プチ小説「クラシック音楽の四方山話 宇宙人編 111」
福居は火曜日に月3回クラリネットの個人レッスンを受けているが、午後4時からのレッスンで4時半にはレッスンが終わるため夕食を食べて帰ることが多い。17年前にレッスンを受け始めた頃は午後7時からのグループレッスンだったため、息切れしないようにと夕食を食べてからレッスンを受けることにしていた。
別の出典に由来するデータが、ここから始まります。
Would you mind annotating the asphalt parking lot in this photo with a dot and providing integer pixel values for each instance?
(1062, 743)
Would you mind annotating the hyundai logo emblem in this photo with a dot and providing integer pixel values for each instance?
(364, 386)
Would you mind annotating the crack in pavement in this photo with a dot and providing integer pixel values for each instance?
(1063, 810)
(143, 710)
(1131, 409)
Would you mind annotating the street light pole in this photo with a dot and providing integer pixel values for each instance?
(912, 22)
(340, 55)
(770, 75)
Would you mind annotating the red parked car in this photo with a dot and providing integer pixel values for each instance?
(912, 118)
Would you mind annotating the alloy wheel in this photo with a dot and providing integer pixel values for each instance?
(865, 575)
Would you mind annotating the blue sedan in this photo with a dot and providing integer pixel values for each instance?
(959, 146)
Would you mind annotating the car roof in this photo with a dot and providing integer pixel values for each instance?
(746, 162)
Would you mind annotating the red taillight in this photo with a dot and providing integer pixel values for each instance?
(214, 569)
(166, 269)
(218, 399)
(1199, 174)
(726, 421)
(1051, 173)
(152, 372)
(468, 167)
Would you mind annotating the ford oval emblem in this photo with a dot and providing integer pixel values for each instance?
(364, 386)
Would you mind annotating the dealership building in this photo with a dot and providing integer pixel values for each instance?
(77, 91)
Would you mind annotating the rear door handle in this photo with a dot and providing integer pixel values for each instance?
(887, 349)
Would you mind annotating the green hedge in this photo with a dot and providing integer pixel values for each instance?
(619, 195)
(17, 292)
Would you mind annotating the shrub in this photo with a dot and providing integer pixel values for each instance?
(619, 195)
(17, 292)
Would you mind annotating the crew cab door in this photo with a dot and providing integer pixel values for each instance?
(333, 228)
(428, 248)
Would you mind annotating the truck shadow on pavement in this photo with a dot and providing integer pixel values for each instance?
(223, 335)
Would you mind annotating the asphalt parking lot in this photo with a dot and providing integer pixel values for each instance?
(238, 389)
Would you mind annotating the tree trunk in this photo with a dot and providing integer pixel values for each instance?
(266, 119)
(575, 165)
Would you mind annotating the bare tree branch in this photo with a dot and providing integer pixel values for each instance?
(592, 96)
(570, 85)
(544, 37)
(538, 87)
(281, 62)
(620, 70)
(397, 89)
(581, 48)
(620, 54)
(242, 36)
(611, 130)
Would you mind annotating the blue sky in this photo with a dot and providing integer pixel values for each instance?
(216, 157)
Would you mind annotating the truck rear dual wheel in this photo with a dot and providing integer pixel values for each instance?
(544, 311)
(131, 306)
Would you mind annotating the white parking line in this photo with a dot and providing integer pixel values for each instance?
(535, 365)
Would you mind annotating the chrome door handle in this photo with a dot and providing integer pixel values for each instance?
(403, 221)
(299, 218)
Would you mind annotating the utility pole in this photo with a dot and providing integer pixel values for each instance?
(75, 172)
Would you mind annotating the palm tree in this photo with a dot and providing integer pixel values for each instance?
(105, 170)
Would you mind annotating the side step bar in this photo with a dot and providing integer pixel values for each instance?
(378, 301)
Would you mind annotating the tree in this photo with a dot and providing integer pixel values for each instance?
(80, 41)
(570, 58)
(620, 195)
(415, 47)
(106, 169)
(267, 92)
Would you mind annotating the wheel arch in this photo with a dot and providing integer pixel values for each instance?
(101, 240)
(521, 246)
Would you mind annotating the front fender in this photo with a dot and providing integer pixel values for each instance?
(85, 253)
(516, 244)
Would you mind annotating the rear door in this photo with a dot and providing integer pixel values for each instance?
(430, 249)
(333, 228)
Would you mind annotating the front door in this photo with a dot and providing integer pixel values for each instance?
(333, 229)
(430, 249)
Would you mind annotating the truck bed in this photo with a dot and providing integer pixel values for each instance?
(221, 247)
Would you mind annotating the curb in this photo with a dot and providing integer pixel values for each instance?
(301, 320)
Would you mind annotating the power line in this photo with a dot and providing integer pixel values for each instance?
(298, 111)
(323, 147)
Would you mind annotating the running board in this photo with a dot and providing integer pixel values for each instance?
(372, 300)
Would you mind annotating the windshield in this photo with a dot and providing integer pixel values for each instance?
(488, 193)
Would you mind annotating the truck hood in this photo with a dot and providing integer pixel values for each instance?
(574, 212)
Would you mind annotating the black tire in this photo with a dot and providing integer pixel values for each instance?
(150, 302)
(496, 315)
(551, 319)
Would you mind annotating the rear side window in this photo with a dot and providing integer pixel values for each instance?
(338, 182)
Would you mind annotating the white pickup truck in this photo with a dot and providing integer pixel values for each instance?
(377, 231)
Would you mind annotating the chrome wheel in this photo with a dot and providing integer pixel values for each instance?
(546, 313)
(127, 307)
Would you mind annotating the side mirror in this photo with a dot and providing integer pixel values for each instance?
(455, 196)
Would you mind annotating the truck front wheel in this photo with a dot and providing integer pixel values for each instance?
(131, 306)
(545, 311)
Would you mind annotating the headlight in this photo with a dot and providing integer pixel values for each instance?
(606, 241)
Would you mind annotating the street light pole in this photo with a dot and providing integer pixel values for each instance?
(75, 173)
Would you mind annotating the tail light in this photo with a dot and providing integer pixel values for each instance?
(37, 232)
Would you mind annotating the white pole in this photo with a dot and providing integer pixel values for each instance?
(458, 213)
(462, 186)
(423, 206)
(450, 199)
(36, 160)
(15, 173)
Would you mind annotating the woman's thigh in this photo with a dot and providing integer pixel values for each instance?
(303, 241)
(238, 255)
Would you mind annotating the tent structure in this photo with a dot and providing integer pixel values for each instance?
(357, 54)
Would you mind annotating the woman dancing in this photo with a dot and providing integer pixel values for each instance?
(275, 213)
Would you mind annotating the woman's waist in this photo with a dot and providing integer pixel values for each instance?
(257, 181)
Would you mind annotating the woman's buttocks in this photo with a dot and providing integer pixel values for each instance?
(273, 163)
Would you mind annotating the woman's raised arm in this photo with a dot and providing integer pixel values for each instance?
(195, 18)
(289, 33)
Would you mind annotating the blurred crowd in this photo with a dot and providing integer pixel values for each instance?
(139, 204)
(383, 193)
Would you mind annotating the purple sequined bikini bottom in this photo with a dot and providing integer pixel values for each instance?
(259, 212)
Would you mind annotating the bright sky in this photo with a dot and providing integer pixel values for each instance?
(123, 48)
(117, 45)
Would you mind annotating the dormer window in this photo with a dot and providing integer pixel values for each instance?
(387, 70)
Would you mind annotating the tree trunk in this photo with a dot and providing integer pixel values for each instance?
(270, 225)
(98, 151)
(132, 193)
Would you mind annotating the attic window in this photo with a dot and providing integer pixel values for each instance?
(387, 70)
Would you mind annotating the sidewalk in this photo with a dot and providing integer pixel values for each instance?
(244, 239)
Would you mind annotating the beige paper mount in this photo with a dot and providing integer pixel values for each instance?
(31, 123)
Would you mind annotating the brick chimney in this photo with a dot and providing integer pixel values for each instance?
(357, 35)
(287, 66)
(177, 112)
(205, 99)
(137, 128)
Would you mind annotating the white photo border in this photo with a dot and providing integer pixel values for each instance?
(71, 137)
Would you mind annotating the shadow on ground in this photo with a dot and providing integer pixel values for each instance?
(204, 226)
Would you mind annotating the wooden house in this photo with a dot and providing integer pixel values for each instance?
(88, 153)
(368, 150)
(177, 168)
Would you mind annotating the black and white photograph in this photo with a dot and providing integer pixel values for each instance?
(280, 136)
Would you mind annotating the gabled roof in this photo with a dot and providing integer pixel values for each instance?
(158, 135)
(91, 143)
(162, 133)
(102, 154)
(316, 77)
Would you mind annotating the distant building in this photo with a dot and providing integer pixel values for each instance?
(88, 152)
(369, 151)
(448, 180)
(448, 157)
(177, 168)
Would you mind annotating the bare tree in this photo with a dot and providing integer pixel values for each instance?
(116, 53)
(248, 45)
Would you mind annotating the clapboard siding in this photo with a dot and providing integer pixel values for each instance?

その時は教室の近くにあるすき家に行くことが多かった(コロナでレッスンが受けられなくなるまではほとんどすき家だった)が、午後4時からのレッスンに変わってからは四条烏丸近辺や阪急高槻市、阪急富田駅近辺のいろんな飲食店に行くようになった。一番よく行くのは高槻市駅近くのカレー店ヴァスコ・ダ・ガマだが、天下一品八丁畷店もよく行く。久しぶりに行ってみようと阪急高槻市駅で下車し南出口を出て国道171号線の信号を渡ったが、いつものところに「天下一品」の看板はなく「日乃屋」の看板が出ていた。
<数か月前に行った時はあったのになあ。四条烏丸で天天有に行っておけばよかった。河童ラーメンもいいけど、ラーメンは天天有や天下一品が美味しいからなあ。今日はJR高槻駅前の王将で中華飯と麻婆豆腐でも食べて帰ろうかな>
福居がそう思って高槻センター街を歩いていると、M29800星雲からやって来た宇宙人が福居に声を掛けた。
「アンタガヨクイクコヤナギズシニイッテンケド、オヒルジャナイトスシガヤスクナランミタイヤネ」
「ええ、ランチタイムにはにぎり、盛り合わせ、鉄火丼が850円で食べられますが、夜はダメのようですね。私は午前中に高槻市役所で何か手続きをした時によく利用するのですが、夜に小柳寿司を利用したことはありません」
「イマカラヤッタラ、ドコガエエンヤロ」
「ヴァスコ・ダ・ガマがお勧めですが、オムライスやスパゲッティが食べたいのなら、高槻阪急のポムの樹やベルコラに行くのもいいと思います。でも1500円以上かかるのであまり行きません」
「オコノミヤキノチボウモアルネ」
「千房のお好み焼きと焼きそばは武奈ヶ岳登山をした帰りによく食べました。最近は自分でお好み焼きを作るので、わざわざ千房に行かなくなりました。京都で2枚2500円のお好み焼きを食べて、高いから自分で作ろうと思うようになり、千房にも行くことがなくなりました。自分で作ったお好み焼きに自分でブレンドしたお好み焼きソースをたっぷりかけて食べる方がいいと思うようになりました」
「アンタパスタモスキナンヤロ。タカツキエキマエグリーンプラザ3ゴウカンチカノペペロンチーノセンモンテンペロントイウミセニイコウトオモウンヤケド、アンタモイカヘンカ」
「ぺろんですか。面白い店名だな。行ってみましょうか」
その店は開店が午後5時からですでに開店していたので、福居とM29800星雲からやって来た宇宙人は店に入り高い椅子に座った。店内に他の客はいなかった。
「ぼくは大盛りでトッピングはベーコンとブロッコリーにします。谷さんはどうしますか」
「ワシハオオモリデイカスミニイカトエビトシラストメンタイコトタマゴヲノセテモラオウカナ。アンタガーリックトーストガアルケド、チュウモンセーヘンノ」
「そうですね、ぼくもそれをいただきます」
M29800星雲からやって来た宇宙人は、ベーコントブロッコリートトマトデモウイッパイタベタイと言ったが、福居はまた来週来ましょうと言って宇宙人の了解を得た。